RAM: 2x DDR4 2400 8G
I will get more RAM when the cost goes down a bit. Currently the memory price is just too expansive.
SSD: Samsung Evo 860 500G
Just get a decent SSD with >= 500G. Absolutely no HDD, as this will significantly lower the performance. Samsung's SSDs are renowned for speed and stability.
Power Supply: 850W Gold-rated
Maybe 850W is too much for my config, but it is always better to choose power supply with abundant output. A cheap low-quality low-power output supply can actually destroy the whole system! I roughly estimated 100W for CPU, 200W for each GPU, and 100W for the rest. This is 600W in total, and I wanted 200W margin just to be safe, but 700W+ should have worked just fine. For dual GTX 1080 Ti configuration, you may want to get at least 850W or more.
Case: ATX Mid-Tower
Choose whatever you like as long as it is large enough to fit two GPUs and the motherboard. Most of ATX mid-tower cases should do.
Note that you should select a case with lots of fans and ventilation for cooling. I made a mistake of getting a case that wasn't so good in cooling, and the GPU temperature went up to 90C or more, so I had to buy and install additional fans to cool them down. It is very important to keep them cool enough, probably below 85C at full load. With GTX 1080 Ti GPUs, I imagine that cooling will be even more critical.
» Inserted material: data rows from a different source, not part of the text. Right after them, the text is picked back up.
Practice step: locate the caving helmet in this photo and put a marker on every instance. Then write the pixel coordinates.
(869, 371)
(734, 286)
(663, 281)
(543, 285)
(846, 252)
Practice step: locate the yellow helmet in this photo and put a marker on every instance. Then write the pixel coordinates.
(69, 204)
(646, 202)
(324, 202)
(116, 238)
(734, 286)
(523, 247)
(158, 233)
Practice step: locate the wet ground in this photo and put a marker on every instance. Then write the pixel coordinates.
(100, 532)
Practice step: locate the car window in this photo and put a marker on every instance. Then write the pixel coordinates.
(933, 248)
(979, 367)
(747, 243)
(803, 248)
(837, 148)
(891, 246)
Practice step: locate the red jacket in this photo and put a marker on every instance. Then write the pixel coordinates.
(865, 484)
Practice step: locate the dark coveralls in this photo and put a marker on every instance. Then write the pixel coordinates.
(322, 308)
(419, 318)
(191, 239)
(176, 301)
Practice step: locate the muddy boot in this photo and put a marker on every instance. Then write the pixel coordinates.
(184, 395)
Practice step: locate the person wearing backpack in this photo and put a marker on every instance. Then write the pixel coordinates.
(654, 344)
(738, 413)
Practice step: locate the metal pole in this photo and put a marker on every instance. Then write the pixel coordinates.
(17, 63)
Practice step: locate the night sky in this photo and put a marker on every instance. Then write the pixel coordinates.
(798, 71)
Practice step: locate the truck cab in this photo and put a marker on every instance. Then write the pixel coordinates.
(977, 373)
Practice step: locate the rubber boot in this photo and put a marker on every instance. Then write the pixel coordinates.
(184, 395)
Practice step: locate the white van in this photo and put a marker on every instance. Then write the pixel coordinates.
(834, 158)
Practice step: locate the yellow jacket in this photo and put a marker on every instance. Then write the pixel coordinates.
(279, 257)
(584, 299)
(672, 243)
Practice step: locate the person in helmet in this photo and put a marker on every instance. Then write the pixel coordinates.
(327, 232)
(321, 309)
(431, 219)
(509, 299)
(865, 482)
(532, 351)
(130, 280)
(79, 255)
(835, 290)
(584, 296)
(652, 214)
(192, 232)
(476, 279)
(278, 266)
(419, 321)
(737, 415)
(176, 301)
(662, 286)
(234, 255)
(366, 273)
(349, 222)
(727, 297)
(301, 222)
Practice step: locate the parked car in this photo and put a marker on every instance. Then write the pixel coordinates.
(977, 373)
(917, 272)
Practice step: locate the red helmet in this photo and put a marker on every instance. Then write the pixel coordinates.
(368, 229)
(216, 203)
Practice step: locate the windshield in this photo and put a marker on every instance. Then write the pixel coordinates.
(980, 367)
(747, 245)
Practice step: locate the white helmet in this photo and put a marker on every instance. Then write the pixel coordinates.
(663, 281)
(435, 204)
OK, so the grand total excluding monitor/mouse/keyboards, etc is a bit more than $1900 before tax. With this config, you can train a network that requires up to 16GB of VRAM, since you have 2x GTX 1080 8G, although you will need to make sure to distribute the work load between the two GPUs manually in the code.
I installed Ubuntu 16.04 LTS for now, although I may switch to Cent OS later on. After installing NVIDIA CUDA toolkit, I can successfully detect both GPUs and use them simultaneously with no problem. I did not connect them with SLI though, since it is not needed for my purpose.
Good luck with configuring your system!